Ce colloque international conjoint très prometteur pour le monde a présenté au public présentiel et virtuel un ensemble d’interventions extrêmement enrichissantes et tirées des recherches scientifiques. Ces interventions portaient sur :  

  1. l’ouvrage collectif : « Handbook of Innovation and Appropriate Technologies for International Development ». Cette présentation a été faite par Philippe Régnier, Haute école spécialisée de Suisse occidentale (HES-SO), Genève, Suisse, & École d’Études en Entrepreneuriat de l’ISTEAH ;
  2. trois projets liés au génie humanitaire : « Recyclage de pneus usagés, Détection de faux médicaments, Culture hydroponique ». Cette présentation a été faite par Michal Dabros et Olivier Vorlet, Haute école d’ingénierie et d’architecture de Fribourg, Suisse ;
  3. l’adaptation locale des technologies de l’information et de la communication (TIC) pour contribuer aux conditions socio-économiques des citoyens dans les pays émergents : études de cas en Haïti et en RD Congo. Cette présentation a été faite par Musandji Fuamba, Polytechnique Montréal & ISTEAH ;
  4. les technologies solaires photovoltaïques pour un développement durable endogène. Cette présentation a été faite par Oumarou Savadogo, Polytechnique Montréal & ISTEAH ;
  5. les « images satellitaires en Haïti : une application aux analyses de risques de catastrophes naturelles en Haïti ». Cette présentation a été faite par Nathalie Théodore, Smithe Anténor, Nathalie de Marcellis-Warin et Thierry Warin, Polytechnique Montréal, HEC Montréal & ISTEAH ;
  6. les « images satellitaires en Haïti : une application au secteur du bioalimentaire ». Cette présentation a été faite par Nathalie Théodor et Smithe Anténor, Nathalie de Marcellis-Warin et Thierry Warin, Polytechnique Montréal, HEC Montréal, ISTEAH ;
  7. «Artificial Intelligence to Detect Landslides, Destroyed Houses and Damaged Infrastructures from Haiti Earthquakes 2010 and 2021». Cette présentation a été faite par Jean-Eugène Piou, Amos Noël et Wougens Vincent, Massachusetts Institute of Technology. USA, & ISTEAH ;
  8. l’innovation moulin mobile et le développement de la culture de la canne-à-sucre à Saint-Michel de l’Attalaye. Cette présentation a été faite par Justafort Jules, Hallen-By Lamarque et Bénédique Paul, Université Quisqueya, Haïti, & ISTEAH ;
  9. l’initiative de sismologie citoyenne en Haïti : organisation et actions spécifiques. Cette présentation a été faite par Éric Calais, Steeve Symithe, Dominique Boisson et Roberte Momplaisir, Faculté des sciences de l’Université d’État d’Haïti & Institut de Recherche pour le Développement, France ;
  10. l’utilisation des technologies pour améliorer la qualité de vie et promouvoir le développement durable en Haïti : le cas du projet PIGraN ». Cette présentation a été faite par Samuel Pierre, Polytechnique Montréal & ISTEAH ;
  11. la conception d’un système de mesure et d’analyse de l’amélioration du niveau de vie des populations comme instrument d’évaluation de l’efficacité de projets de développement. Cette présentation a été faite par Franjieh El Khoury, Samuel Pierre et Raymond Kernizan, Polytechnique Montréal & ISTEAH. 

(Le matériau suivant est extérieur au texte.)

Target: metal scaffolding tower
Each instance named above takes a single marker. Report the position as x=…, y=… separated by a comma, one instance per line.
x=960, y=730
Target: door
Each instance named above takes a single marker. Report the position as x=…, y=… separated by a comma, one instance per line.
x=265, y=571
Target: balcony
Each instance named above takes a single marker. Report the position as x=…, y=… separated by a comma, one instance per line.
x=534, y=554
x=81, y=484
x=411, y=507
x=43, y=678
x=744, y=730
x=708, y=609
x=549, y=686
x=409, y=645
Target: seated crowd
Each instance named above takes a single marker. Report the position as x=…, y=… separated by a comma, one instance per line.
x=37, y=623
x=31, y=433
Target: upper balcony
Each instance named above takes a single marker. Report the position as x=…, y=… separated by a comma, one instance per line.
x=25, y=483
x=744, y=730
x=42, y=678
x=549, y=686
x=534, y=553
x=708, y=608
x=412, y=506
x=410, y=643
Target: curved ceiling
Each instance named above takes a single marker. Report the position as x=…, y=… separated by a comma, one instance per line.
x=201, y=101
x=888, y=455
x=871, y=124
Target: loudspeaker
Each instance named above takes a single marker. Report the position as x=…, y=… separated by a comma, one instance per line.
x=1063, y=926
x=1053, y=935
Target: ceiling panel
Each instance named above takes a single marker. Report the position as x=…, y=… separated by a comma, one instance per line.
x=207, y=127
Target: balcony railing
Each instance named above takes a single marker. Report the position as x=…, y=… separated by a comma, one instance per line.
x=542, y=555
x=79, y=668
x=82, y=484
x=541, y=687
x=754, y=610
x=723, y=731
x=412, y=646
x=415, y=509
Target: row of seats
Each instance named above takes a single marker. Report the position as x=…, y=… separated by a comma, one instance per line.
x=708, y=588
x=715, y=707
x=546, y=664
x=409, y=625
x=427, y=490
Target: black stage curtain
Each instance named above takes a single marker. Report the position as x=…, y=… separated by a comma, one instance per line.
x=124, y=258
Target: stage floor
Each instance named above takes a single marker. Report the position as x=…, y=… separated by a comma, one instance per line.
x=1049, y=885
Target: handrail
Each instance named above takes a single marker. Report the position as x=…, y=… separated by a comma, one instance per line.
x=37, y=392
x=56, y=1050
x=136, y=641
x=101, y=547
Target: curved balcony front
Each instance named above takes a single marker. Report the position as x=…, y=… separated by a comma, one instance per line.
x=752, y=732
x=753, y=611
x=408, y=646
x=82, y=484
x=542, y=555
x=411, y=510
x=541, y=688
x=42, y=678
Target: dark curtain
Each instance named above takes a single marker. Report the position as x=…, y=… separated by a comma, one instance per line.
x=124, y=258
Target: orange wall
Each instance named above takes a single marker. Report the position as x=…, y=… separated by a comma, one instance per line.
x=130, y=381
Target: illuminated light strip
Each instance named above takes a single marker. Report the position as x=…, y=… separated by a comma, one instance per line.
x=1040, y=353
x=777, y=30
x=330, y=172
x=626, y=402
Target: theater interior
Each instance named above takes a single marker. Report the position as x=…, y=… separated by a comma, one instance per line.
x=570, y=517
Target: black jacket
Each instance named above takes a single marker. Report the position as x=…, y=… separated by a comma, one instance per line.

Que décrit le « Handbook of Innovation and Appropriate Technologies for International Development » ?  

Divisé en trois parties, le livre chef-d’œuvre paru sous les Editions Edward Elgar Publishing (UK & USA) en 2022 et intitulé « Handbook of Innovation and Appropriate Technologies for International Development » comporte 17 articles scientifiques et 279 pages. Après le résumé de l’ouvrage, le « Handbook of Innovation and Appropriate Technologies for International Development » arrive à point nommé et fournit une discussion conceptuelle et une large présentation empirique des nouvelles formes d’innovation perturbatrices produisant des technologies appropriées, répondant aux besoins des populations à faible revenu et fournissant des solutions alternatives pour le développement durable.

Ainsi, le Handbook of Innovation & Appropriate Technologies for International Development analyse et compare de manière experte les contributions des technologies appropriées dans les économies en développement, émergentes et industrialisées, y compris la Chine et l’Inde, et leurs impacts sur le développement mondial. En outre, il couvre le rôle transversal des nouvelles technologies de communication internationales, du libre accès, des outils numériques ainsi que de l’entrepreneuriat et de l’innovation au sein des économies émergentes et des pays industrialisés. À l’aide d’analyses empiriques de cas et d’expériences dans les secteurs manufacturiers et des services, il couvre à la fois l’économie formelle et informelle et met l’accent sur les différences et les similitudes entre les frontières et les secteurs.

Au sein de ce Handbook of Innovation & Appropriate Technologies for International Development, les praticiens des ONG et du secteur privé, les agents du secteur public ainsi que les universitaires spécialisés dans l’économie du développement, l’entrepreneuriat et les études d’ingénierie ou de gestion trouveront ce manuel éclairant et très instructif. Les producteurs et les entrepreneurs scientifiques et technologiques apprécieront le regard global sur un développement plus durable lié aux technologies appropriées, et sur la manière dont elles peuvent être utilisées dans tous les contextes économiques.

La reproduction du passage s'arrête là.